Varsayılan Konuyla ilgili karar-2

T. 9.5.1962
• TAHLİYE DAVASI ( Davalının Kötü Muamelesi ve Binaya Zarar Vermesi Nedeniyle )
• AKTE AYKIRILIK ( Kiracının Kiralayana ve Yakınlarına Kötü Söz Söylemesi Diğer Bina Sakinlerine Hakaret Etmesi ve Suları Açık Bırakarak Binaya Zarar Verme Gibi Hareketlerin Sözleşmeye Aykırılık Teşkil Etmesi )
• KİRALANAN TAŞINMAZIN KÖTÜ KULLANIMI ( Suların Açık Bırakılarak Binaya Zarar Vermenin Akde Aykırılık Teşkil Etmesi-Bu Sebeple Kiracının Tahliye Edilebilmesi )
• AKDE AYKIRILIK NEDENİYLE TAHLİYE ( Kiracının Kiralayana ve Diğer Bina Sakinlerine Hakaret Etmesi )
• KİRACININ KİRALAYANA HAKARET ETMESİ ( Bunun Tahliye Sebebi Olması )
818/m.256
ÖZET : Kiracının , kiralayana va yakınlarına kötü söz söylemesi, diğer bina sakinlerine hakaret etmesi, suları açık bırakması gibi davranışlar sözleşmeye aykırılık oluşturur.

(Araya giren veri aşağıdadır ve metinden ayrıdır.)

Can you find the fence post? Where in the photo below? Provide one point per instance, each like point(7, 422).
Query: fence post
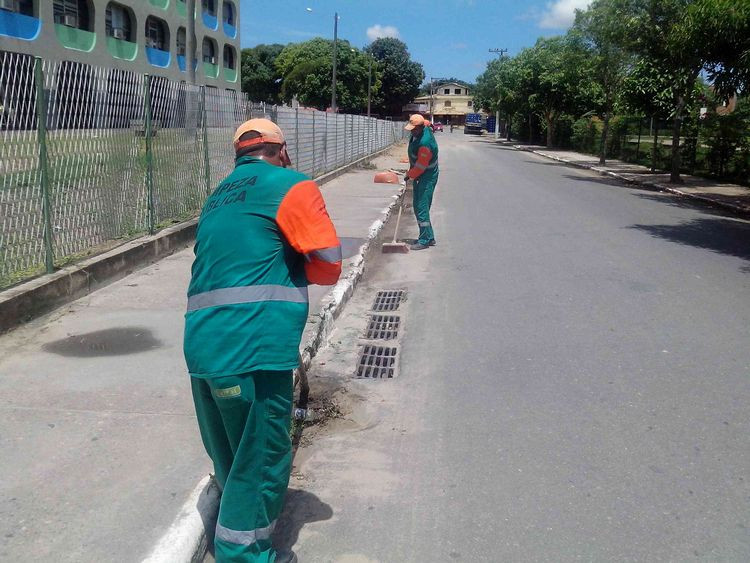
point(149, 154)
point(314, 152)
point(206, 160)
point(41, 119)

DAVA : Çok kötü muamelelerde bulunan ve binaya zarar veren davalının tahliyesi isteğidir.

Karar sabit olmayan davanın reddine dairdir.

Yargıtay 6. Hukuk Dairesinin kararı: davacı davalının kiralanan yeri iyi kullanmadığını, su musluklarını açık bırakarak akan suların binaya zarar verdiğini, bundan başka gerek kendisine gerekse binada oturan diğer kimselere iyi muamelede bulunmadığını, hakareti amiz sözler sarfettiğini, fiilen de tecavüzlerde bulunduğunu ileri sürerek aktin feshi ile kiralanan yerin tahliyesini istemiştir. Davalı ise müdafaasında, iddiaların doğru olmadığını, davacının fazla kira istediğini, verilmeyince buna muğber olarak muhtelif vesilelerle kendisine hakarette bulunmaya başladığını, dairenin suyunu kestiğini, böylece akti kendisinin değil davacının ihlal etmiş durumda olduğunu ileri sürerek davanın reddini talep etmiştir. Davacının iddiasını ispat için dinlettiği şahitlerin yekdiğerini tamamlayan sözlerinden de davalının kendisinin ve eşinin davacıya ve kirada oturan diğer kiracılara devamlı olarak ağır sözler sarfetmek suretiyle hakarette bulundukları, fiilen tecavüz ettikleri, muslukları açık bırakarak suyu boş yere akıttıkları anlaşılmaktadır. Her ne kadar davalı tarafın davacının iddialarının doğru olmadığını ispat maksadıyla dinlettiği bir kısım şahitleri müdafaayı kısmen te'yit eder şekilde konuşmuşlarsa da toplanan delillerin hep birlikte takdiri halinde müdafaanın değil, iddianın doğru olduğu, davalının yukarıda yazılı şekilde akti açıkça ihlal ettiği neticesine varılmak gerekir. Mahkemenin buna rağmen delillerin takdirinde hataya düşerek aksine bir düşünce ile davayı reddetmesi usul ve kanuna aykırı ve temyiz itirazları yerindedir.

Hükmün bozulmasına.

Mahkemece eski hükümde ısrar edilmesi üzerine davacı hükmü temyiz etmiştir.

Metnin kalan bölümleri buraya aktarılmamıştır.